L’acquisto di un veicolo Tesla Inc (:NASDAQ:) con (BTC) richiede un’azione rapida e nervi d’acciaio, vista la breve finestra di acquisto da 30 minuti messa a disposizione dall’azienda e la natura intrinsecamente volatile della criptovaluta.

Cosa è successo: Tesla darà agli utenti circa 30 minuti per effettuare un pagamento in Bitcoin dall’invio dell’ordine, come riferito da un rappresentante dell’azienda produttrice di auto elettriche per la regione nord-orientale degli USA – ha riferito CoinDesk.
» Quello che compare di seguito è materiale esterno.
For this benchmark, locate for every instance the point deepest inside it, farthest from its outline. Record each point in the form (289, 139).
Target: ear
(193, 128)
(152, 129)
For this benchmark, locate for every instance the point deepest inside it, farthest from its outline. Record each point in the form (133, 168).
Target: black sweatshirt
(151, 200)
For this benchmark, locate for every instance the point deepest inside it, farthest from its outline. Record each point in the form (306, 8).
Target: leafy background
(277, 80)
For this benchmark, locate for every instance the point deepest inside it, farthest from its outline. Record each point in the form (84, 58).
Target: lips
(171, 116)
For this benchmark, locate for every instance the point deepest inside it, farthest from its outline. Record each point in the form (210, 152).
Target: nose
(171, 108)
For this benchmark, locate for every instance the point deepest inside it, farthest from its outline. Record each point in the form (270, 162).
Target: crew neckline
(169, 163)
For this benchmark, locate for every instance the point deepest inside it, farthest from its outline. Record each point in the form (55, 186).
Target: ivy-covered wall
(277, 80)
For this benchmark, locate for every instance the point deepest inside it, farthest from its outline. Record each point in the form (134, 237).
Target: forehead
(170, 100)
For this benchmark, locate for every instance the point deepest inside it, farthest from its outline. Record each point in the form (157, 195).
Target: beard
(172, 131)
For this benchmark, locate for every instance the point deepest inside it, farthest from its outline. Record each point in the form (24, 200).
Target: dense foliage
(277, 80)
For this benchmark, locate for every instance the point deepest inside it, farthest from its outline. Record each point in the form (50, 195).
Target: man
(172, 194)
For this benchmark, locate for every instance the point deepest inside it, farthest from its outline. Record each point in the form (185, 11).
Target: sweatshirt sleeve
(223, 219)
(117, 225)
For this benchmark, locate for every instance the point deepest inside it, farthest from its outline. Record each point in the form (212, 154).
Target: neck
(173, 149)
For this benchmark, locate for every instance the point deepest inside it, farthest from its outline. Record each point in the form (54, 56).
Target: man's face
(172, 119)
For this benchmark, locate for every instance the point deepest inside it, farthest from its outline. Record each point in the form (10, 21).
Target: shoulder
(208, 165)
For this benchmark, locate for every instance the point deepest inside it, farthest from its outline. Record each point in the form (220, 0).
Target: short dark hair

Questa finestra di pagamento da 30 minuti offre maggiore chiarezza sul significato della “Bitcoin Price Window” (Finestra dei prezzi di Bitcoin), a cui la società fa riferimento nei suoi termini e condizioni.

Fra coloro che sceglieranno di effettuare il pagamento delle loro auto in BTC non saranno disponibili sconti nemmeno per i primi utilizzatori, come osserva CoinDesk.
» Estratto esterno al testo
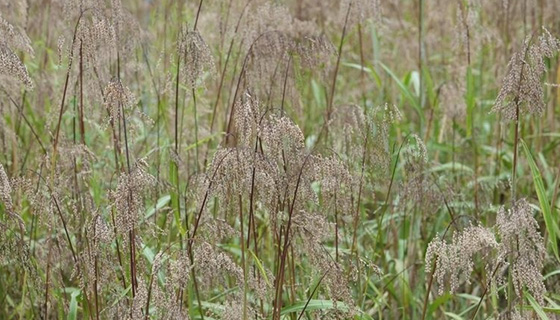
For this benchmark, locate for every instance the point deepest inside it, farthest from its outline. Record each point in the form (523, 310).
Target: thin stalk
(337, 65)
(243, 263)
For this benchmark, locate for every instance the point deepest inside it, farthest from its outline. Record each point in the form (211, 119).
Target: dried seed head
(522, 90)
(11, 66)
(5, 189)
(128, 197)
(520, 237)
(196, 58)
(360, 11)
(455, 261)
(15, 38)
(117, 98)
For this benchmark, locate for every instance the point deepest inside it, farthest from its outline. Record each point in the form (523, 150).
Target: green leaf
(314, 305)
(549, 219)
(73, 309)
(536, 307)
(470, 101)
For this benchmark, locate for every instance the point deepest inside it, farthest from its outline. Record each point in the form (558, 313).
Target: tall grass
(279, 159)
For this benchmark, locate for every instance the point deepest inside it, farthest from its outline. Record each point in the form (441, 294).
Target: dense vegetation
(279, 159)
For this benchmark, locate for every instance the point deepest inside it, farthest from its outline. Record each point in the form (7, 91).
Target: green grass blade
(549, 219)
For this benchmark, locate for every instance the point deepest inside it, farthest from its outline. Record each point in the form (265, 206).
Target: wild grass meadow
(279, 159)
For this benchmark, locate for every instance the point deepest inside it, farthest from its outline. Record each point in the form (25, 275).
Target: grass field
(279, 159)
Secondo i termini della casa automobilistica, è responsabilità del cliente inserire il codice alfanumerico previsto nel campo del destinatario per effettuare in modo preciso il pagamento, mentre si effettua la transazione in BTC.
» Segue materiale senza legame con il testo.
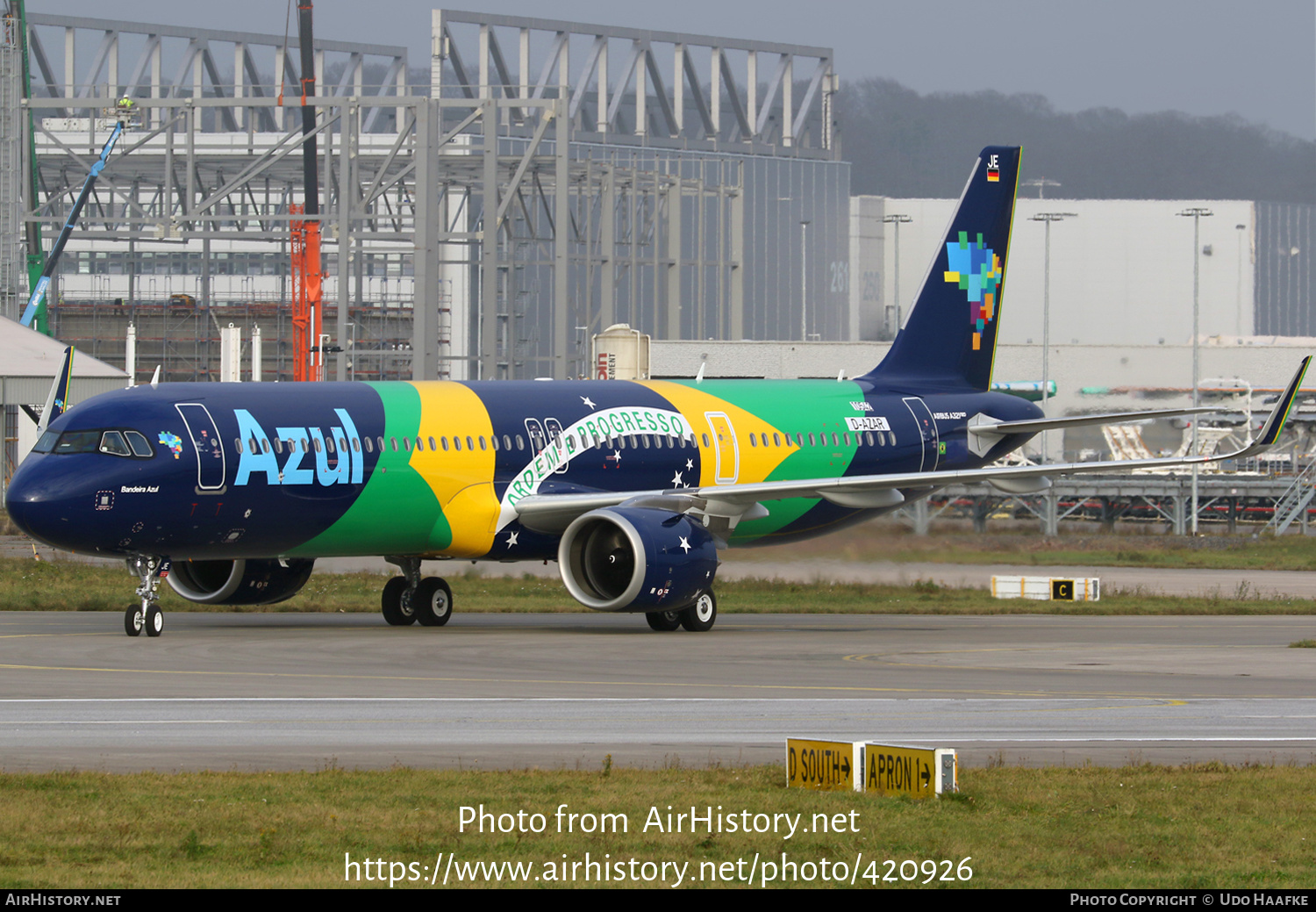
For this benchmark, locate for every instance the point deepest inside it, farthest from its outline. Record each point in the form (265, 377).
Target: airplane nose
(41, 506)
I termini contengono anche una sezione sui mancati pagamenti e sui pagamenti in eccesso, chiarendo che se “trasmetti una cifra maggiore del prezzo in Bitcoin non avrai diritto al rimborso dell’importo in eccesso”.

All’incertezza di acquistare un veicolo in BTC da Tesla si aggiungono le implicazioni fiscali: la principale criptovaluta al mondo è infatti tassata come proprietà piuttosto che come valuta, sebbene le eventuali imposte da capital gain siano più basse di quelle sul reddito.

Perché è importante: secondo quanto emerso la scorsa settimana, se il pagamento per il veicolo non viene avviato durante la finestra di prezzo, quest’ultimo scadrà e Tesla fornirà un nuovo prezzo e una nuova finestra per il cliente.

Leggi anche: Tesla inizia ad accettare pagamenti in Bitcoin

Questa metodologia di acquisto sensibile al fattore tempo è un tentativo di mitigare la volatilità di Bitcoin. Nelle 24 ore precedenti al momento della pubblicazione BTC ha toccato un massimo intraday di 56.610,31 dollari; la criptovaluta ha poi scambiato in calo dell’1,14% a 55.465,73 dollari, una flessione di oltre il 2% dai massimi intraday.

Soltanto questo mese, BTC è salito al massimo storico di 61.683,86 dollari e attualmente scambia oltre il 10% al di sotto di quel livello.

Nel 2013 una persona aveva acquistato una Model S tramite un concessionario in California per 91,4 BTC (quando la moneta aveva un prezzo di 1.126 dollari l’una), secondo quanto riportato da Coindesk.

Oggi quell’importo in Bitcoin vale circa 5,07 milioni di dollari: un acquisto davvero costoso, non c’è che dire.